BMW Tells Apple 'Thanks, But No Thanks' To iOS In The Car

Illustration for article titled BMW Tells Apple 'Thanks, But No Thanks' To iOS In The Car

Were you wondering why BMW's roundel wasn't among the 12 logos present during Apple's WWDC keynote where it was announced that iOS will come to your car in 2014, even though BMW will be adding Siri integration to their cars that year? Now we know.


In case you missed it, Apple announced that 12 carmakers including Chevrolet, Jaguar, Nissan and Ferrari will come with systems starting next year designed to take iPhone integration to the next level by putting iOS directly in their infotainment systems.

But BMW wasn't one of them, despite their previous embrace of Apple through ConnectedDrive and the new M Power app.

Why not? Because they don't see the need to change all their systems just for Apple.
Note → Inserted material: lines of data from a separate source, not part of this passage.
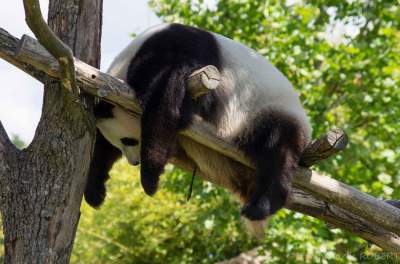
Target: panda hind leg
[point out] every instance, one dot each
(104, 156)
(274, 144)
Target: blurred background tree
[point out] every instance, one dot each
(344, 59)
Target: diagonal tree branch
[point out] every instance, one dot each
(52, 43)
(328, 199)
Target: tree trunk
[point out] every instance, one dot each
(42, 185)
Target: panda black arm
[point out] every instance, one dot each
(104, 156)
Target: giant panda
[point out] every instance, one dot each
(255, 108)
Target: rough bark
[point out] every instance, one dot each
(42, 185)
(338, 204)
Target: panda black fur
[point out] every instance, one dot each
(255, 107)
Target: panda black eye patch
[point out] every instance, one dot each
(129, 141)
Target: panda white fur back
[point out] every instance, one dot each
(255, 107)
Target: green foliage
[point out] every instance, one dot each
(134, 228)
(348, 80)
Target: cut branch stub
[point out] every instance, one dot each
(203, 80)
(332, 142)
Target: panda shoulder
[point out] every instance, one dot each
(121, 62)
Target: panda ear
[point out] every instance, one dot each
(161, 120)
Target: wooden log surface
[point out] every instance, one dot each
(357, 205)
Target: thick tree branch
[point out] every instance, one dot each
(52, 43)
(340, 205)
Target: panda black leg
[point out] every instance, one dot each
(274, 144)
(104, 157)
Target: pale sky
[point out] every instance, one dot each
(21, 95)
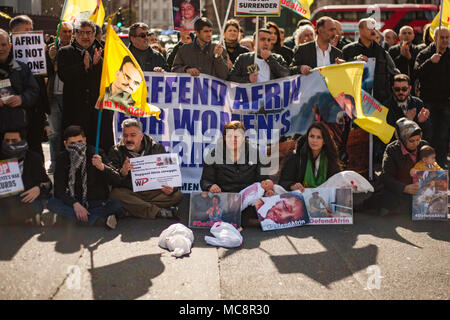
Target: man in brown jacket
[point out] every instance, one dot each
(201, 56)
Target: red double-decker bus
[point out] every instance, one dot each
(389, 16)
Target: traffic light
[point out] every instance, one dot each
(119, 18)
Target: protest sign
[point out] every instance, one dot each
(329, 205)
(249, 8)
(29, 48)
(430, 202)
(10, 178)
(153, 171)
(282, 211)
(206, 208)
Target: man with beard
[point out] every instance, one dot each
(80, 68)
(146, 204)
(28, 204)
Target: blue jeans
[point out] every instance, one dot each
(13, 210)
(55, 123)
(97, 209)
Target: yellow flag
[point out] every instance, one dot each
(344, 83)
(98, 16)
(76, 10)
(122, 86)
(445, 18)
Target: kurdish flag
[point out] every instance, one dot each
(445, 20)
(301, 7)
(122, 86)
(344, 82)
(76, 10)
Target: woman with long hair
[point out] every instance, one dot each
(277, 46)
(313, 162)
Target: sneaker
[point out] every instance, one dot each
(111, 222)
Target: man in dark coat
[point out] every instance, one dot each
(37, 185)
(366, 48)
(80, 68)
(317, 53)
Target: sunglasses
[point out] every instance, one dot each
(143, 35)
(398, 89)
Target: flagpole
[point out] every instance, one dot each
(60, 22)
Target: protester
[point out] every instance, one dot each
(201, 56)
(340, 41)
(37, 185)
(146, 204)
(432, 68)
(277, 45)
(366, 48)
(403, 104)
(390, 38)
(148, 58)
(82, 183)
(396, 189)
(270, 65)
(55, 93)
(304, 34)
(313, 162)
(232, 166)
(405, 53)
(80, 68)
(23, 89)
(184, 37)
(38, 125)
(231, 34)
(317, 53)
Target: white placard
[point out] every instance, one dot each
(246, 8)
(10, 178)
(29, 48)
(153, 171)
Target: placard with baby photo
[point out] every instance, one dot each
(329, 205)
(430, 202)
(207, 208)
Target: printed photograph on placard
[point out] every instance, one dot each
(282, 211)
(207, 208)
(329, 205)
(185, 14)
(430, 202)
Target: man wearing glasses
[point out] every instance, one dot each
(148, 59)
(80, 68)
(403, 104)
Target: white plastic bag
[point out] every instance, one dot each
(225, 235)
(177, 238)
(348, 179)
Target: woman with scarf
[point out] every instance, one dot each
(82, 183)
(28, 204)
(232, 166)
(400, 156)
(313, 162)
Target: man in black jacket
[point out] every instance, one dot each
(28, 204)
(432, 68)
(80, 68)
(366, 48)
(146, 204)
(270, 65)
(82, 183)
(148, 59)
(317, 53)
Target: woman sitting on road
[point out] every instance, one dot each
(230, 167)
(313, 162)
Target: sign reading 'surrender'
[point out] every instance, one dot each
(29, 48)
(248, 8)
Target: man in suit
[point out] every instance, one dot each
(317, 53)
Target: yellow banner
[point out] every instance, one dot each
(122, 86)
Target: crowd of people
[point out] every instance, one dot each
(413, 81)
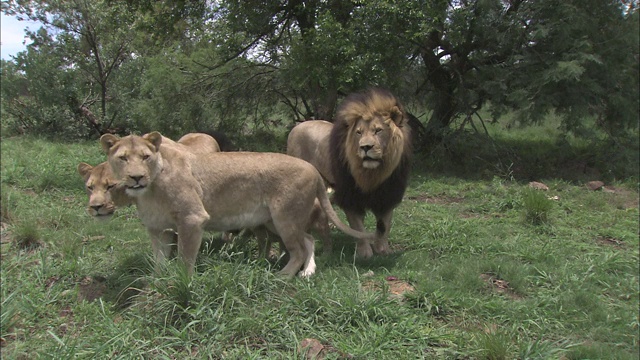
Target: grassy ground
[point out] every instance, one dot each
(484, 267)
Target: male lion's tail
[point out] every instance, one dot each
(321, 194)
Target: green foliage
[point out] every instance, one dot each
(468, 278)
(27, 236)
(242, 66)
(536, 206)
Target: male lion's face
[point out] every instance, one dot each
(135, 160)
(99, 183)
(371, 136)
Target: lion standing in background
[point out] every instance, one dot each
(365, 156)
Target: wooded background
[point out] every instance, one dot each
(238, 65)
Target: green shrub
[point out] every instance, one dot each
(536, 206)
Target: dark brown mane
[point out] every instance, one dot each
(347, 194)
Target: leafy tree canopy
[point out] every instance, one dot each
(181, 66)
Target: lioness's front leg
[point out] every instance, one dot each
(383, 227)
(162, 243)
(356, 221)
(189, 239)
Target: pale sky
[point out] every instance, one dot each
(12, 35)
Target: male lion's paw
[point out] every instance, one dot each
(381, 248)
(364, 251)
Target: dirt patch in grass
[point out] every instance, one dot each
(90, 289)
(314, 349)
(440, 200)
(397, 288)
(607, 241)
(622, 198)
(499, 286)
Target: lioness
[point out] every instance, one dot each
(364, 155)
(219, 191)
(106, 195)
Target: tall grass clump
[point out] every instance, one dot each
(27, 236)
(536, 206)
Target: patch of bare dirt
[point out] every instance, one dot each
(314, 349)
(397, 288)
(440, 200)
(607, 241)
(90, 289)
(622, 198)
(500, 286)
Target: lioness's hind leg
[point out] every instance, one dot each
(295, 244)
(310, 262)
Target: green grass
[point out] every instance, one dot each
(483, 268)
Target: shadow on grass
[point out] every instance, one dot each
(344, 252)
(127, 281)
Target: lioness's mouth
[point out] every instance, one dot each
(368, 158)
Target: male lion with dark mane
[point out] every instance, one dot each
(364, 155)
(219, 191)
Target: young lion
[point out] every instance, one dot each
(106, 195)
(220, 191)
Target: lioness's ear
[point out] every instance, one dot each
(84, 169)
(154, 138)
(107, 141)
(397, 116)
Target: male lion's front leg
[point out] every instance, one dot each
(383, 227)
(356, 221)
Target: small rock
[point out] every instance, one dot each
(595, 185)
(538, 186)
(313, 348)
(368, 274)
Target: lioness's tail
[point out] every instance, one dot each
(321, 194)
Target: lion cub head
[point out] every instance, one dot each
(99, 184)
(135, 160)
(376, 138)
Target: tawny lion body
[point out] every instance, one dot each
(364, 155)
(220, 191)
(106, 195)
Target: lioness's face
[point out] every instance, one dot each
(135, 160)
(372, 135)
(99, 183)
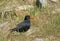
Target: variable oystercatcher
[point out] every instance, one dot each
(23, 26)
The British autos website says a BMW spokesperson told them this:

"…the upshot is that as we have such an advanced multimedia offer that has been in vehicles in various guises for more than a decade it would not be that straight forward to start changing all of the architecture of a car as has been implied [by Apple]."


The company said that while BMW's infamous (and until fairly recently, infamously difficult to use) iDrive system can be potentially integrated with any software, they only see themselves focusing on their proprietary software for right now. The piece also highlights something else that's important to note before we expect Apple to show up in all our cars tomorrow:

Interestingly, BMW also added that "...vehicle OEMs pre-invest many years ahead of development" so it would come as a surprise if such a system (iOS in the car) became ubiquitous across manufacturers in the next few years - something several Tech publications have been very quick to speculate.


As I said in my piece yesterday, infotainment systems have come a long way since the clunky, frustrating first generation iDrive from 2002, but very few of them — if any — are as easy and fast to use as a smartphone. Apple integration to cars could help that, but I expect other carmakers will follow BMW's lead and continue focusing on what they've been working on for years.

In other words, don't expect the Apple-in-your-car revolution to happen overnight.


What's the predominate smart phone OS right now? I'm pretty sure it is Android. Why wouldn't you go with the masses?

There is no in between when it comes to Apple. You hate it or love it. Do you hate it enough that you won't buy a vehicle equipped with it?